Puas berfoto dengan latar tersebut kami kembali ke balai-balai di tengah pulau. Tak lama sesampai kami di balai-balai tersebut, akhirnya pemilik perahu datang menghampiri kami. Setelah berbenah dan mengucapkan terima kasih kepada ibu yang punya balai-balai tersebut kami menuju ke bagian depan pulau, tempat bapak tersebut menambatkan perahunya. Seperti semula hanya 3 orang yang bisa dimuat oleh perahu, jadi Anto, Asty dan fachry yang berangkat duluan, saya, Sabri dan Sakina menunggu untuk pemberangkatan selanjutnya. Sekitar stengah jam berlalu, bapak tersebut kembali menjemput kami. Perahu kecil ini yang panjangnya tidak lebih dari 3 meter dengan lebar stengah meter namun sduah dimodifikasi membawa kami menuju daratan takalar kembali. Melalui wawancara singkat kami dengan bapak tersebut, kami akhirnya mendapat jawaban dari pertanyaan kami. Ternyata besok akan datang Wakil Presiden Ri, bapak HM Jusuf Kalla aka JK bersama ibu mentri kelautan Ibu Susi Puji Astuti.
Padang rumput bulu babi, spot paling keren di Pulau Sanrobengi

sayang pemandangannya kalau tidak difoto

Sesampainya kami di daratan, kami langsung membayar ongkos perahu kami, 120.000 untuk 6 orang sambil mengucapkan terima kasih.
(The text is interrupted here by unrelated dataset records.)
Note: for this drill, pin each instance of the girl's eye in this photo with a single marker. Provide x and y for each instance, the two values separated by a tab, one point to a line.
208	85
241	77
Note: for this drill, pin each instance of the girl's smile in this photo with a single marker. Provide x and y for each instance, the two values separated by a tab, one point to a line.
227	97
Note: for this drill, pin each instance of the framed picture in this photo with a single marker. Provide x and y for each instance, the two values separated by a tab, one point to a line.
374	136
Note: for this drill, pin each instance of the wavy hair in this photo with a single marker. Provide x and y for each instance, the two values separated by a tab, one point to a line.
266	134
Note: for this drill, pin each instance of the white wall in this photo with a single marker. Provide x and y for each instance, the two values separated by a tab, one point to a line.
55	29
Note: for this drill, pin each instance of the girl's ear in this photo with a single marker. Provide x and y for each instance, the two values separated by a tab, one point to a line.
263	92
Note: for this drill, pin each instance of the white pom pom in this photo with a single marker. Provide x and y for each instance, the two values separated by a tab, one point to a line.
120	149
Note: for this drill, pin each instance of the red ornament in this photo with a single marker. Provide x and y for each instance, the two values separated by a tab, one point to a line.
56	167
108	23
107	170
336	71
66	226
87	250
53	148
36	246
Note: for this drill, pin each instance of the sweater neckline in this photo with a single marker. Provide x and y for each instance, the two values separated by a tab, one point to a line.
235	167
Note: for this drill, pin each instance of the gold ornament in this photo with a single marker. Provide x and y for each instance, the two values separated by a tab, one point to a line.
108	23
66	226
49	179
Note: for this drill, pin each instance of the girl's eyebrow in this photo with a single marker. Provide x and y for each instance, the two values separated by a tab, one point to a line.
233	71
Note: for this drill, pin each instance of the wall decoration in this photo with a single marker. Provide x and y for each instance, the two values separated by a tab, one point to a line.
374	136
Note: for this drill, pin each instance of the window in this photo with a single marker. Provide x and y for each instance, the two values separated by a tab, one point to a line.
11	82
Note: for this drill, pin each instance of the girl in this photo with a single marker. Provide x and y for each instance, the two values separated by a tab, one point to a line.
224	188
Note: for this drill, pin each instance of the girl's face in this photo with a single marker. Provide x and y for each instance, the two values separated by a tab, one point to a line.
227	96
Asty, Anto dan Fachry tidak kelihatan di sekitaran dermaga, pikir kami mungkin langsung ke mobil, sehingga kami langsung menuju mobil. Namun sebelum tiba di mobil kami menemukan ketiga orang tersebut lagi asyik menikmati santap siang di sebuah ruangan. Mereka memanggil kami masuk ke ruang tersebut, tanpa basa-basi kami langsung masuk, karena melihat makanan, kami sudah lapar dari tadi. Kami sempat kaget setelah menyadari di dalam ruangan tersebut ada seorang tentara TNI AL, kami bertiga langsung menyalami dan berkenalan dengan bapak tersebut. Dari papan namanya kami tahu jika nama beliau adalah bapak Anton. Beliau mempersilakan kami mengambil nasi dos yang ada di sudut ruangan tersebut, beliau juga menginfokan bahwa sayurnya sudah mulai masam. Mungkin sayurnya masam karena sedari waktu makan siang dan dibungkus panas, sekarang sudah hampir pukul 2 siang.  Kami bertiga langsung menikmati nasi dos tersebut, semuanya terasa enak mengingat kondisi kami yang memang sudah lapar, gratis pula. Kami sempat berbincang-bincang dengan beliau tentang pulau Sanrobengi, beliau juga mengajak kami melihat foto-foto perjalanannya di Pulau Satanga, beliau merekomendasikan pulau tersebut untuk kami kunjungi. Sekitar setengah jam di ruangan Pak Anton, kami memutuskan pamit, namun sebelum pamit kami sempat mengajak beliau berfoto bersama. Setelah berterima kasih, kami meninggalkan ruangan Pak Anton lalu menuju mobil,  dan selanjutnya menuju kota Makassar.
bersama pak Anton, kepala post penjagaan TNI AL desa Boddia, Kec. Galesong, Kab. Takalar, Sulawesi Selatan

Alhamdulillah makanan gratis, jika lapar semuanya terasa enak

Terima kasih kalian sahabat, Asty, Anto, Sabri, Fachry dan Sakina. Terima kasih Pak Anton. Terima Kasih Warga Pulau Sanrobengi, Terima kasih Tuhan atas alam Indonesia yang sangat indah ini. Alhamdulillahi rabbil alamin, sampai jumpa di cerita selanjutnya.